Gaung Gamelan: Gema 30 Tahun Napas Tradisi dalam Denyut Kota Yogyakarta

Gaung Gamelan
Denting gamelan menggema dari Taman Budaya Embung Giwangan, mengalir bersama napas kota yang tak pernah lelah menjaga identitas budayanya. Lewat pergelaran Gaung Gamelan, Yogyakarta Gamelan Festival (YGF) resmi membuka perayaan usia ke-30—tiga dekade perjalanan konsistensi, kolaborasi, dan regenerasi tradisi.
Lebih dari sekadar panggung seni, Gaung Gamelan menjadi ruang spiritual yang mempertemukan 16 kelompok karawitan dari 10 Desa Budaya DIY bersama komunitas-komunitas seni seperti Gayam16 dan AKNSB. Mereka memainkan tiga gendhing klasik Yogyakarta secara serentak, melahirkan simfoni lintas generasi yang syahdu namun penuh tenaga.
“Yang luar biasa bukan soal festival ini ada atau tidak. Tapi bagaimana semangat teman-teman terus menyuarakan gamelan hingga tahun ke-30 ini,” ucap Ishari Sahida (Ari Wulu), Direktur Festival.

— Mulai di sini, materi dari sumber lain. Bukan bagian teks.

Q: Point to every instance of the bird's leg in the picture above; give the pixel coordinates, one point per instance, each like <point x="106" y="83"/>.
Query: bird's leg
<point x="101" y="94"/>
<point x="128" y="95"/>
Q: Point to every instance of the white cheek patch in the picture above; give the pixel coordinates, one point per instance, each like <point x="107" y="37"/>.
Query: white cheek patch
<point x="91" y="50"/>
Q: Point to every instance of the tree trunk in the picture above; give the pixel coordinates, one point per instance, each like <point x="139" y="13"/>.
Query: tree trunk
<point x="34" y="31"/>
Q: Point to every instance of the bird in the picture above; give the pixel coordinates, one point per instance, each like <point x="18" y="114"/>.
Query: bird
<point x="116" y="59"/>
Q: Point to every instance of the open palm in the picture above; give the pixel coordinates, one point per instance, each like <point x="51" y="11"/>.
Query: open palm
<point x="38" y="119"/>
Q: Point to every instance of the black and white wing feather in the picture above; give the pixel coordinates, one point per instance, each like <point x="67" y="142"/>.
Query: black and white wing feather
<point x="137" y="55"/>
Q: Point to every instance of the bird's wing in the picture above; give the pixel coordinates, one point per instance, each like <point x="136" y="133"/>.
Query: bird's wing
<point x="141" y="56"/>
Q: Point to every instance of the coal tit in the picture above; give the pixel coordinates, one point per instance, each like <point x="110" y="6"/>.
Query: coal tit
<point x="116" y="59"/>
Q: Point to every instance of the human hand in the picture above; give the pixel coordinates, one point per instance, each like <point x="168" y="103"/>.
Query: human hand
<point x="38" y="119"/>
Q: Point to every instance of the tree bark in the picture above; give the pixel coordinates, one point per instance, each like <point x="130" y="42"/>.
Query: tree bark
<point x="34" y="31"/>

Suasana penuh haru dan harapan juga terpancar dari Kanjeng Purbodoningrat, penasihat Jogja Festival:
“Gamelan bukan hanya suara instrumen, tapi suara kehidupan. Ia untuk dimaknai, bukan sekadar didengar.”
Tak hanya seni pertunjukan, YGF #30 turut menggerakkan roda ekonomi kreatif. UMKM lokal hadir lewat tenant kuliner, kriya, dan produk kreatif. “Ekosistem kebudayaan ini menggerakkan ekonomi nyata,” ujar Manggar Sari Ayuati, Kepala Balai Pelestarian Kebudayaan Wilayah X.
Taman Budaya Bertransformasi Jadi Panggung Budaya Nusantara
Selama sepekan, kawasan Taman Budaya Embung Giwangan disulap menjadi episentrum budaya:
- Pasar Cokekan jadi surganya pecinta kuliner dan kerajinan tradisional.
- Panggung Cokekan & Panggung Slenthem menghadirkan pertunjukan dari berbagai komunitas hingga aksi spontan masyarakat.
- Kongres Gamelan jadi ruang pertemuan para maestro dan pelaku karawitan untuk ngangsu kawruh dan merancang masa depan gamelan.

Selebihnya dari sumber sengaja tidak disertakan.